It happens. Sometimes the researcher doesn't even know it's happening, but he winds up making claims and assertions about causality--or setting things up so that the reader makes the inferences, and finds making such inferences almost obligatory--based entirely on correlations and gaps in the data.

It's not just a social-science problem. Not sure if it's even primarily a social science problem.

The illegal immigrants I've worked with have all been very poorly educated. This leads to bad jobs, unstable jobs: If you have a 6th grade education, "career" isn't the word that generally comes to mind. Parental education is a prime factor in the kid's cognitive development. They've all had fairly traditional ways of interacting with kids, ways that don't respect a wide variety of differences and grant a lot of dignity to the kids. Often they don't have stable social networks--they don't necessarily trust compatriots, and they have no others to easily turn to. They aren't comfortable dealing with authorities: In their home countries the assumption was that the authorities had no respect for them, that social services were mostly a crock, and avoiding them was best.
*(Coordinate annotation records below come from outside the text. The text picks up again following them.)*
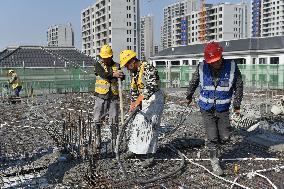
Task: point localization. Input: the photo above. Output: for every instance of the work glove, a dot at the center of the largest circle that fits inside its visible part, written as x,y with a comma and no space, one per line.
118,74
237,111
138,102
187,102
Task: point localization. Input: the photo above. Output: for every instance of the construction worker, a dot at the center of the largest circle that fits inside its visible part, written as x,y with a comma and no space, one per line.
145,92
15,82
219,79
106,91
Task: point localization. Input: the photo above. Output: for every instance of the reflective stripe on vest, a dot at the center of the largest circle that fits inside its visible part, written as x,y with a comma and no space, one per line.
219,96
139,85
103,86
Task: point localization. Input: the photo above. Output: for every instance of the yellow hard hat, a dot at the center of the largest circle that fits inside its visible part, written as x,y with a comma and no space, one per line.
106,52
125,56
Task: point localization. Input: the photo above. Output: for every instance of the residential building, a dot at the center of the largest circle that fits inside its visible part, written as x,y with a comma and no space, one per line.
146,37
60,36
271,18
222,22
156,49
111,22
256,17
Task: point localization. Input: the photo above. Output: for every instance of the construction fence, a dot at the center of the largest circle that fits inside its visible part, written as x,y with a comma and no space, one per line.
37,81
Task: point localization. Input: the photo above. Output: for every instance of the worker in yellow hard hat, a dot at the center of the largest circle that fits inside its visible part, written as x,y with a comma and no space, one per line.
15,82
146,93
106,91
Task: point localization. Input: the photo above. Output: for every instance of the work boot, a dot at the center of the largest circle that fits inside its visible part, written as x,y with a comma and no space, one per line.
128,155
114,133
217,170
149,161
213,155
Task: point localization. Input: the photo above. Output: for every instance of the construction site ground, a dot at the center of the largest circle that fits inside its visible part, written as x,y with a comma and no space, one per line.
34,155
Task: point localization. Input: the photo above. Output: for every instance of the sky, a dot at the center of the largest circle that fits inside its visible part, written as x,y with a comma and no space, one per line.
25,22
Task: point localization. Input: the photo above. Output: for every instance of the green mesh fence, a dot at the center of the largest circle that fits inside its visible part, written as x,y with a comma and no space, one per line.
59,80
257,76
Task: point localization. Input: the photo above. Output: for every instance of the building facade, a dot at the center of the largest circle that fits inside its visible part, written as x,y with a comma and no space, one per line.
171,23
60,36
256,16
113,22
272,18
156,49
146,37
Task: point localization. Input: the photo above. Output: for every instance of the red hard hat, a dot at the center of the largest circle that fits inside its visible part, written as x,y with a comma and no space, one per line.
213,52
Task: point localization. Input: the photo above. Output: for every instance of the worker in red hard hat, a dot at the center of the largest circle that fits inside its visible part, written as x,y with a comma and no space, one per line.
219,80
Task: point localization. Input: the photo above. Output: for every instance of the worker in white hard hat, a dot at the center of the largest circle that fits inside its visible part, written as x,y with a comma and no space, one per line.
146,93
15,82
106,91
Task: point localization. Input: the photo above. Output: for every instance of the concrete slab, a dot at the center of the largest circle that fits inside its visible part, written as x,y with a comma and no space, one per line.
273,141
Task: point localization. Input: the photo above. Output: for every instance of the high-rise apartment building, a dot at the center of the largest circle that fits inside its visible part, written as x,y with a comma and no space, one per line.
172,17
113,22
156,49
146,37
60,36
256,18
223,22
267,18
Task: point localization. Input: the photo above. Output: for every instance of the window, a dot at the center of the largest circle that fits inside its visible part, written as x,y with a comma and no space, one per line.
262,61
274,60
185,62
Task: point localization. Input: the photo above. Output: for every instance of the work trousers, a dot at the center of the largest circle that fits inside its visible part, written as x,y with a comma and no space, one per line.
17,91
217,127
Add in the fear of being deported, and you wind up with a lot of authority avoidance.

But only the very last bit has *anything* to do with their status as illegal immigrants.

Legal immigrants, on the other hand, are mostly in two groups: The relatives of current residents, in which case they have a social network ready made upon arrival. Or they're allowed in because they're reasonably well educated and fill a need in the US other than doing scut work--so they have a job, and their jobs are usually more stable and bette paid. The parents are better educated, on average, and are more likely to have moderately or drastically non-traditional ways of dealing with kids, and have had enough authority not to fear authority or distrust it. In other words, it's not their immigration status that's causing their kids to be better off.

Suddenly making all 10-12 million illegal immigrants legalw wouldn't solve most of the problem. Even among the native born, English-speaking populations if you find groups with the same educational profile as most of the illegal immigrants you'll find kids that are really quite at risk.